The background technology is as follows:
as a passive device for transmitting and distributing optical signals, the optical fiber flange plate is widely applied to the technical fields of optical fiber communication and optical fiber sensing due to the characteristics of light structure, convenient operation and the like. The working principle of the optical fiber coupler is that the two end faces of the transmitting optical fiber and the receiving optical fiber are precisely butted by the high-precision zirconium dioxide ceramic ferrule in the flange plate, so that the optical energy is coupled into the optical fiber to the greatest extent, the external optical energy is isolated from intervening in an optical link, and the influence of the external environment on system communication is reduced. Because the laser damage threshold of the zirconia ceramic ferrule is low, the common optical fiber flange can bear the optical power of between 0.5W and 1W, and when facing a high-power optical fiber link transmission system, the common practice is to divide the whole optical link into a plurality of sections and splice the sections by using the optical fiber flange. The method not only increases the number of optical fiber flanges, so that the cost of the system is increased, but also reduces the coupling efficiency and reliability of the whole optical link. How to solve the problem that the coupling and transmission of the high-power optical fiber link are the subjects of restricting the optical fiber communication and the optical fiber sensing are urgent.

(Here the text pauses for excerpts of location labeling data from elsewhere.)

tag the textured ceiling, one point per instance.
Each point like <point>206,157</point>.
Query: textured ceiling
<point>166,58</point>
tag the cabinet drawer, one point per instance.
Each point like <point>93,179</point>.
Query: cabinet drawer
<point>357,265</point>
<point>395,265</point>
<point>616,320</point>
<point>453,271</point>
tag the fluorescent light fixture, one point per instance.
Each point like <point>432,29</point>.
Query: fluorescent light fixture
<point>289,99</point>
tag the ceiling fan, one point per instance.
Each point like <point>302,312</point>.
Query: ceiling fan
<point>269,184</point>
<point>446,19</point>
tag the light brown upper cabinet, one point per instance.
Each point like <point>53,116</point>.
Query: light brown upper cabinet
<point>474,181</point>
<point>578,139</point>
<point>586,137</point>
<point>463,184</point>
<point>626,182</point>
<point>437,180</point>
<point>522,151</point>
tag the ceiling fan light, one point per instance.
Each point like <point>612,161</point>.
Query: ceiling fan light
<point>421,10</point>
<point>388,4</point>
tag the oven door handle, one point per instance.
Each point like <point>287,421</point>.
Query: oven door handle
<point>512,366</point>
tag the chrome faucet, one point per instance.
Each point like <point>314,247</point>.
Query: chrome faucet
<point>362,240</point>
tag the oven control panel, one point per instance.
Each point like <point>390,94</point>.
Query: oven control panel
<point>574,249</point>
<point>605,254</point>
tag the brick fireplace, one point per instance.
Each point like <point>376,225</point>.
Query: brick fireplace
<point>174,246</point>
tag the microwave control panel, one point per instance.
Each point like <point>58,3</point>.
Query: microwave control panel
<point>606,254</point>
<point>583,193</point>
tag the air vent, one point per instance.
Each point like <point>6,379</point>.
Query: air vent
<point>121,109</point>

The optical fiber collimator is often used as an optical fiber coupling device because of the advantages of light weight, small volume and nearly parallel light output, and can bear higher optical power because the inner core device is a lens made of silicon dioxide. Compared with the traditional bonding processes such as gluing, resistance spot welding, riveting and the like, the laser welding adopts laser as a heat source, so that the welding method has the characteristics of high welding speed, high precision, small heat input, small workpiece deformation and the like, and simultaneously has better accessibility of laser, and can reduce the position and structural limitation during welding. The pair of optical fiber collimators are fixed on the fixture by adopting a laser welding process, and high coupling efficiency can be achieved as long as the radial dislocation, the axial included angle and the axial distance between the two optical fiber collimators are controlled, so that the difficult problems of coupling and transmission of a high-power optical fiber link are well solved.
The invention comprises the following steps:
the invention aims to overcome the defects of the prior art, namely, an input optical fiber collimating lens and an output optical fiber collimating lens are respectively fixed in a male head and a female head of a component by adopting a laser welding technology, the dimensional tolerance and the coaxiality tolerance of the male head and the female head of the component are strictly controlled, and the opposite-plug component which is applicable to coupling and transmission of a high-power optical fiber link and can be repeatedly plugged and unplugged is invented.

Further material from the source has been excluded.